A helmet likened to that on top of Darth Vader defined by its huge splayed shoulders, flat back, and a so-called “Laminar Flow Bypass Duct” air vent on the crown.

The overall effect is claimed to reduce drag on both the unit itself and the full “system” of the bike and rider.

In an era where TT helmets are becoming more bizarre by the season, it’s the flared shoulders that stand out on Sweet’s Redeemer.

“The rider’s shoulders have a very specific pressure pattern where they have a high-pressure region,” Forster said in a launch event this week.

“The tighter you can get around the shoulders, the less uncontrolled losses you’ll have coming out. And the less fluctuation and turbulence you’ll have will result in slightly improved drag and improve downstream flow effects.”

And the hole at the top?

Social media speculated it was a cooling vent, but not so.

The Laminar Flow Bypass Duct internally passes air from the top of the helmet through those oh-so-controversial shoulders in a bid to optimize aero efficiency.

“The pressure on the front of the helmet in the central area is reduced because we’re allowing some mass flow to bleed through,” Forster explained. “It’s essentially as if we had a much smaller helmet in this region.”

Weighing in 490g for a size large, the hefty-looking Redeemer is on par with its competition.

And despite how it looks overall, the lid isn’t busting out of the UCI’s regulation size boundaries or breaking barriers with its vitals.

“When you create something a bit radical, people are always going to come with guns blazing. They can say whatever they want about it.
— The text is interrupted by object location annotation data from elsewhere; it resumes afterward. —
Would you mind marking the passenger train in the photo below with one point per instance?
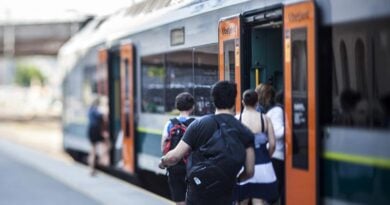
(331, 58)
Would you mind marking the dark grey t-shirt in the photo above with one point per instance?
(197, 134)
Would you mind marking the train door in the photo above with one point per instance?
(102, 73)
(114, 104)
(229, 53)
(127, 106)
(300, 104)
(263, 49)
(103, 92)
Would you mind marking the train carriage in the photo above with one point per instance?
(331, 59)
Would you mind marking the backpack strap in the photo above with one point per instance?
(175, 121)
(262, 122)
(188, 121)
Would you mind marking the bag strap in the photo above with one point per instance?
(175, 121)
(188, 121)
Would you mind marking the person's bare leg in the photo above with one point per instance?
(92, 160)
(244, 202)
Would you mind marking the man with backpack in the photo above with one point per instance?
(220, 146)
(173, 132)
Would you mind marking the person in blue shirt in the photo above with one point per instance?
(184, 102)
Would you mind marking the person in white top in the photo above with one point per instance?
(273, 107)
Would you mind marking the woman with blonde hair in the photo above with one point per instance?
(262, 187)
(272, 105)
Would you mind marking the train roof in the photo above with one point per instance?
(146, 15)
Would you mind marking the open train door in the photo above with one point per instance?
(102, 91)
(300, 104)
(229, 64)
(127, 106)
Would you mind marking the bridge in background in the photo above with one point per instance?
(36, 38)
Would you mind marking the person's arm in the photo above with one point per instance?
(164, 136)
(276, 116)
(175, 155)
(271, 136)
(249, 166)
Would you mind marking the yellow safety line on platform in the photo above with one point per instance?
(358, 159)
(150, 131)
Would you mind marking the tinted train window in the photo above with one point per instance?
(344, 65)
(206, 74)
(153, 77)
(299, 98)
(165, 76)
(179, 76)
(366, 101)
(360, 64)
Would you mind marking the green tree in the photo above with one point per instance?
(25, 74)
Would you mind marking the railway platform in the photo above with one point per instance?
(29, 176)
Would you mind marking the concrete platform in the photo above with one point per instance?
(32, 177)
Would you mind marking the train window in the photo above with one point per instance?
(367, 104)
(206, 74)
(360, 67)
(153, 79)
(179, 77)
(229, 60)
(299, 98)
(344, 65)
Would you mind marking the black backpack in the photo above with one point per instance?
(211, 170)
(176, 133)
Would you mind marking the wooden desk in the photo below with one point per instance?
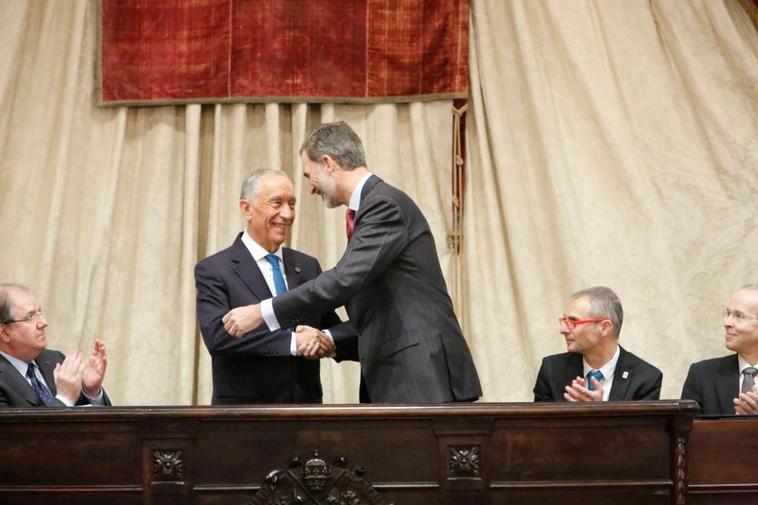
(620, 453)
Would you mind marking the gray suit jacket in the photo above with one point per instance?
(714, 384)
(411, 347)
(15, 391)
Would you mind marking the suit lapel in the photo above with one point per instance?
(246, 269)
(622, 376)
(17, 382)
(371, 183)
(727, 383)
(574, 369)
(292, 269)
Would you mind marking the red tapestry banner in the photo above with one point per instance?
(178, 51)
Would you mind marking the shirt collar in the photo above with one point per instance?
(609, 368)
(744, 363)
(257, 251)
(18, 364)
(355, 196)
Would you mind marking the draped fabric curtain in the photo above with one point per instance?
(609, 142)
(105, 211)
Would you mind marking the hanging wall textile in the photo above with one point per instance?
(178, 51)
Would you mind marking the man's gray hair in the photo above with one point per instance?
(6, 314)
(250, 188)
(603, 303)
(339, 142)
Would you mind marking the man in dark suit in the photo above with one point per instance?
(595, 368)
(410, 346)
(32, 375)
(727, 385)
(264, 366)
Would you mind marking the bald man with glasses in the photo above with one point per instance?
(595, 368)
(727, 385)
(32, 375)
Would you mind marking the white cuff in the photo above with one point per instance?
(293, 345)
(95, 400)
(65, 401)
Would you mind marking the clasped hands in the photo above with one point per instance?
(79, 372)
(578, 392)
(311, 343)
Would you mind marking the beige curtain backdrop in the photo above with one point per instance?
(609, 142)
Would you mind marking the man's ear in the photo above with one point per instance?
(329, 163)
(607, 326)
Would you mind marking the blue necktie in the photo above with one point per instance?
(279, 284)
(597, 374)
(42, 391)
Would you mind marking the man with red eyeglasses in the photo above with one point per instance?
(595, 368)
(727, 385)
(32, 375)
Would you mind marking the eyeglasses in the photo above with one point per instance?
(34, 317)
(737, 316)
(572, 323)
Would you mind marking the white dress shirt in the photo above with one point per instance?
(743, 365)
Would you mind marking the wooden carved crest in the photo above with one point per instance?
(315, 482)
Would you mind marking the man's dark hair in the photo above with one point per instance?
(339, 142)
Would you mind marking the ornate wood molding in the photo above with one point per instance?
(318, 483)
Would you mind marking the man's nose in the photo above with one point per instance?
(288, 212)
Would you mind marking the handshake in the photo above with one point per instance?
(311, 343)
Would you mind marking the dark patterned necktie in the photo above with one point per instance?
(597, 374)
(349, 223)
(45, 395)
(749, 381)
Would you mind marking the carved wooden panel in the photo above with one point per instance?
(318, 483)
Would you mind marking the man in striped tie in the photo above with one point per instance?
(727, 385)
(32, 375)
(595, 368)
(261, 366)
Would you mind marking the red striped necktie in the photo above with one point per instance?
(349, 223)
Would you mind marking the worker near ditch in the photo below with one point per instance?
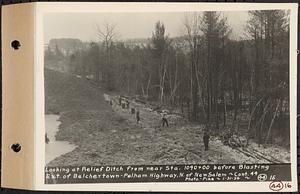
(206, 139)
(138, 116)
(164, 119)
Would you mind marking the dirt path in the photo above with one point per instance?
(109, 135)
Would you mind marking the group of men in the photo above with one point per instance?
(164, 120)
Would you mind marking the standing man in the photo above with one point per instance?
(206, 139)
(164, 119)
(138, 117)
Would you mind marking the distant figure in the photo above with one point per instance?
(138, 117)
(164, 119)
(127, 104)
(132, 111)
(120, 100)
(206, 139)
(47, 140)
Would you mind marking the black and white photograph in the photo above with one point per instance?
(167, 88)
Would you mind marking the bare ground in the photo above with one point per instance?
(109, 135)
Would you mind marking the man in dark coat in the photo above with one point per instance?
(138, 117)
(206, 139)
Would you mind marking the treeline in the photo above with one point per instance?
(214, 79)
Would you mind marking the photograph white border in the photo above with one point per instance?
(42, 8)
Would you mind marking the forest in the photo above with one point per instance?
(232, 86)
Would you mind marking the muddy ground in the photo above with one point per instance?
(109, 135)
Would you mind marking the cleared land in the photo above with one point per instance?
(108, 135)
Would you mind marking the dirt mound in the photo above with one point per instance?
(65, 92)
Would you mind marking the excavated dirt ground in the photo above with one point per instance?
(109, 135)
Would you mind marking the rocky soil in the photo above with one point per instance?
(106, 134)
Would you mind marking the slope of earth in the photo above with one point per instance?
(108, 135)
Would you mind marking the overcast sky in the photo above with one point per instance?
(128, 25)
But we know it’s a fast helmet, and we know it’s a safe helmet, so we’re happy with it,” Sweet Protection design chief Thomas Larsen Røed said Tuesday.

“It’s not the widest, it’s not the longest helmet, it’s not the tallest helmet. It’s just really, really fast and really, really safe.”

No numbers?

Former hour record holder Joss Lowden was involved in the design and test process. (Photo: WordUp Projects)

Uno-X and Sweet Protection are loud in touting the Redeemer as “a new benchmark in aerodynamics” that would “redefine speed.”

Yet the Scandi pairing is reluctant to put numbers on its Star Wars-style design.

“People are tired of hearing about how many watts you save from this that and the other, because it’s so dependent on the protocol. Where do you do the test, what speed you do the test, the yaw angles, the test facilities. So I’m very hesitant on giving exact watt savings, because it depends on the scenario,” Uno-X’s performance expert Casper von Folsach said Tuesday.

“But from the testing and the benchmarking we’ve done against other helmets, I can say without a doubt that this is the helmet I would prefer our team to be riding.”

The Redeemer made its debut at the Volta ao Algarve last month, where Anton Charmig finished best-placed of Team Uno X’s starters at 20th.

The Scandi seven that donned the lid at the Paris-Nice team time trial this week finished 21st of 22 squads.

Look to the TTs of this summer’s Tour de France and Tour de France Femmes to offer Uno-X and its Redeemer headware the ultimate chance for redemption.